Werfel T; Claes C; Kulp W; Greiner W; Graf von der Schulenburg JM
Therapie der Neurodermitis
Volltext: http://gripsdb.dimdi.de/de/hta/hta_berichte/hta142_bericht_de.pdf (1049 KB)

Die Autoren bewerten die zwischen 1999 und 2004 erschienene Literatur hinsichtlich medizinischer Effektivität und Kosteneffektivität systematisch, ergänzt durch die Darstellung neuerer Studienergebnisse bis 2006. Es wird begrüßt, dass sich das therapeutische Spektrum in den letzten Jahren vergrößert habe, insbesondere mit der Weiterentwicklung der antiinflammatorischen Behandlung mit topischen Calcineurininhibitoren oder mit Kortikosteroiden mit einem günstigeren Wirksamkeits- / Nebenwirkungsquotienten. Studienbedarf bestehe für Therapieansätze, die sich schlecht oder gar nicht mit randomisierten oder kontrollierten Studiendesigns untersuchen lassen, wie physikalische, balneologische Ansätze oder Klimatherapien und auch die komplexe rehabilitative Therapie, für die sehr wahrscheinlich günstige therapeutische Effekte im Bezug auf die Neurodermitis bestünden.

Walter U; Krauth C; Wienold M; Dreier M; Bantel S; Droste S; Verfahren zur Steigerung der Teilnahmerate an Krankheitsfrüherkennungsprogrammen
Volltext: http://gripsdb.dimdi.de/de/hta/hta_berichte/hta136_bericht_de.pdf (1044 KB)
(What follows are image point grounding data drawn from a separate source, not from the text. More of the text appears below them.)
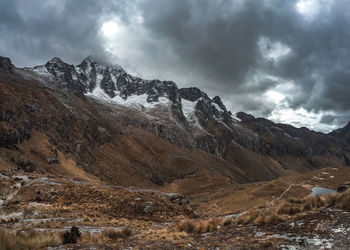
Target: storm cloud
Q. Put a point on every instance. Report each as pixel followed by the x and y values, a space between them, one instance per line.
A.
pixel 285 60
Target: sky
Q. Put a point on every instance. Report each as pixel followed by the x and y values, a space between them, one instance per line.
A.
pixel 288 61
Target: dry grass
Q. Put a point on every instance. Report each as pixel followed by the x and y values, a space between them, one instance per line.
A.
pixel 114 234
pixel 197 226
pixel 29 240
pixel 293 208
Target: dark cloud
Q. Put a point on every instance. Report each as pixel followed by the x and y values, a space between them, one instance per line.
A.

Der medizinischen Teil dieses Berichtes beruht auf vier HTA-Berichten und 22 systematische Übersichtsarbeiten, der ökonomische auf zwei HTA-Berichten, einer Metaanalyse und 15 Primärstudien. Die Mehrzahl der Veröffentlichungen stammen aus den USA und befassen sich mit sekundärpräventiven Maßnahmen. Auf Basis sehr heterogener Daten hinsichtlich der Verfahren, Studienpopulationen und Settings, schließen die Autoren, dass zur Teilnahmeratensteigerung bei der Krankheitsfrüherkennung der Einsatz von Einladungen und Erinnerungssystemen unabhängig vom Adressaten empfehlenswert seien.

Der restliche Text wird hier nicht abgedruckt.